Background Colorectal cancer (CRC) remains of high unmet medical need. T cell engagers as a modality have gained attraction in solid tumors, but despite the early data that T cells can infiltrate cold CRC tumors with therapies such as Cibisatamab, treatment remains challenging due to poor target specificity and related on-target off-tumor toxicity. Through our ATLAS platform that analyzes healthy and tumor tissues at the single-cell level, we identified CB21 (target undisclosed), a highly tumor-specific antigen, with minimal expression in healthy cells, from primary CRC tumors. Based on both the expression profile and target cleanliness, we built a bispecific T cell engager as a therapeutic targeting CB21. Here, we describe the expression profile of CB21 in healthy and patient tissues and relevant in vitro and in vivo models of CRC to interrogate the biology and efficacy of targeting CB21. Based on target expression profile and target cleanliness, a bispecific T cell engager targeting CB21 was tested for therapeutic potential and safety in a non-human primate study.

Methods CB21 target expression from CRC patient samples was determined using IHC and quantitative flow cytometry. Tumor cell lines with varying levels of CB21 were used to determine in vitro activation, cytotoxicity and cytokine production of T cells in the presence of CB21 TCE. Efficiency of the TCE was further tested in spheroid assays and killing kinetics over time using a Cellcyte imaging platform. Xenograft mouse models of CRC were established to evaluate the efficacy of CB21 TCE treatment in vivo.

Results Analysis of primary patient samples revealed CB21 expression at varying levels primarily in microsatellite stable (MSS) and instability-low (MSI-L) CRC. CB21 TCE showed strong binding to the target antigen and demonstrated significant cytotoxicity across multiple cell lines with varying CB21 levels, which were concordant with T cell activation and cytokine production. Similarly, in xenograft models with a CB21-positive endogenously expressing CRC line, the CB21 TCE showed robust tumor control in a dose dependent manner. The CB21 TCE, which is fully cynomolgus cross-reactive, was administered to non-human primates at doses that achieved concentrations exceeding those predicted for clinical efficacy. No significant cytokine release or meaningful changes in clinical blood chemistry were observed.

Conclusions CB21 is a highly specific and promising target for treatment of MSS CRC patients. We have demonstrated efficacy and safety of Cartography’s CB21 TCE in a preclinical setting. Data generated strongly supports clinical development of this CB21 TCE.

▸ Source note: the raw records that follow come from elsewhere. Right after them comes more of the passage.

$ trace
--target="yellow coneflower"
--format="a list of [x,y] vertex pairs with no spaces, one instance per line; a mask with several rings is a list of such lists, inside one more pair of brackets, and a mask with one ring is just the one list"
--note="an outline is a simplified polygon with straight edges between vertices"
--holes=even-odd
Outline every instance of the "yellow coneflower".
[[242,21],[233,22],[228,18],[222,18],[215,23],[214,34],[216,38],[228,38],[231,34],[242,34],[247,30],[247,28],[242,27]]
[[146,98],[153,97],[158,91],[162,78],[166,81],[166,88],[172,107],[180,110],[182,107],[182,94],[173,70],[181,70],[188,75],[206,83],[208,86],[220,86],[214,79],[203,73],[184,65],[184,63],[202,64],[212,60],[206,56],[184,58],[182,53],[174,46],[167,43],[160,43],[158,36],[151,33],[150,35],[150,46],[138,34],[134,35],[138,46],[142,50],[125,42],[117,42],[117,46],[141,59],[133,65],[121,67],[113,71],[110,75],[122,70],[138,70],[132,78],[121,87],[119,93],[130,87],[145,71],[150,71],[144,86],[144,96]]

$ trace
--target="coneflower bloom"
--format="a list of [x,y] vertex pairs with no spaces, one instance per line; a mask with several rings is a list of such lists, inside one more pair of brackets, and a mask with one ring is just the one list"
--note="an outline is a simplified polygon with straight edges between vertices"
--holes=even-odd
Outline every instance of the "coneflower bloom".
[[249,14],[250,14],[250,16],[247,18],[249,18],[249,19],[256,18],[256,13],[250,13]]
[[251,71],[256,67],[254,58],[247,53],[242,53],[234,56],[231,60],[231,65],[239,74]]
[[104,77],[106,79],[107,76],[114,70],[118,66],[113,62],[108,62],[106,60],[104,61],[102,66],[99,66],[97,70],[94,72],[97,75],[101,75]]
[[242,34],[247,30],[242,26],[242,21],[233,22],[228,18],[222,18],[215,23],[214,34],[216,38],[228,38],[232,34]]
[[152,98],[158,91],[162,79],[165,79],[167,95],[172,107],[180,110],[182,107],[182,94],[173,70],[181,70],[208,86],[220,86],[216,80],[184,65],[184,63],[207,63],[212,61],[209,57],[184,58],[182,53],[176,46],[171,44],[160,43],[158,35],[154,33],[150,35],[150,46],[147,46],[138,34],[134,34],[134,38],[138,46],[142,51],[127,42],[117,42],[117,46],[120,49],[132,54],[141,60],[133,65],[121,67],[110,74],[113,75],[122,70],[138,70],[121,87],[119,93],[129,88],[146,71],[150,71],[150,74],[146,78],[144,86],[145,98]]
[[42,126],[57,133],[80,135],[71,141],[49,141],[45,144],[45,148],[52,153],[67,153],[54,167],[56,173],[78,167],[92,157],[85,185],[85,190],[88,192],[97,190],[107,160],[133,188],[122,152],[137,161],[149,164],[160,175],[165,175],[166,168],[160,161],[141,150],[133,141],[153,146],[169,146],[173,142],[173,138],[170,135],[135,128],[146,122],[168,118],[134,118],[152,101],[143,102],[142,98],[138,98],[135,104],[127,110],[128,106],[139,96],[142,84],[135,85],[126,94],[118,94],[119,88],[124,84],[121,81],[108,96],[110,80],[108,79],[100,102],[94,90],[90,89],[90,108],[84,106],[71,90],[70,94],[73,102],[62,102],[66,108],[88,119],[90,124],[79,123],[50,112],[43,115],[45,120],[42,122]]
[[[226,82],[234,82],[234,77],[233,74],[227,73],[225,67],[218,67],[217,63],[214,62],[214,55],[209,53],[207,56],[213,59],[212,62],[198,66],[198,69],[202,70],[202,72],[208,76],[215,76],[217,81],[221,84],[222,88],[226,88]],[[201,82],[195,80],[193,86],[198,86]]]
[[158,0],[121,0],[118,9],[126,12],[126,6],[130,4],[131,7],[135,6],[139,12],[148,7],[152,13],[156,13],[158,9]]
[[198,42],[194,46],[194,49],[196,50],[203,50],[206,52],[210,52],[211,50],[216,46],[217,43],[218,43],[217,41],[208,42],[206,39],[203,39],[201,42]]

http://creativecommons.org/licenses/by-nc/4.0/

This is an open access article distributed in accordance with the Creative Commons Attribution Non Commercial (CC BY-NC 4.0) license, which permits others to distribute, remix, adapt, build upon this work non-commercially, and license their derivative works on different terms, provided the original work is properly cited, appropriate credit is given, any changes made indicated, and the use is non-commercial. See http://creativecommons.org/licenses/by-nc/4.0/.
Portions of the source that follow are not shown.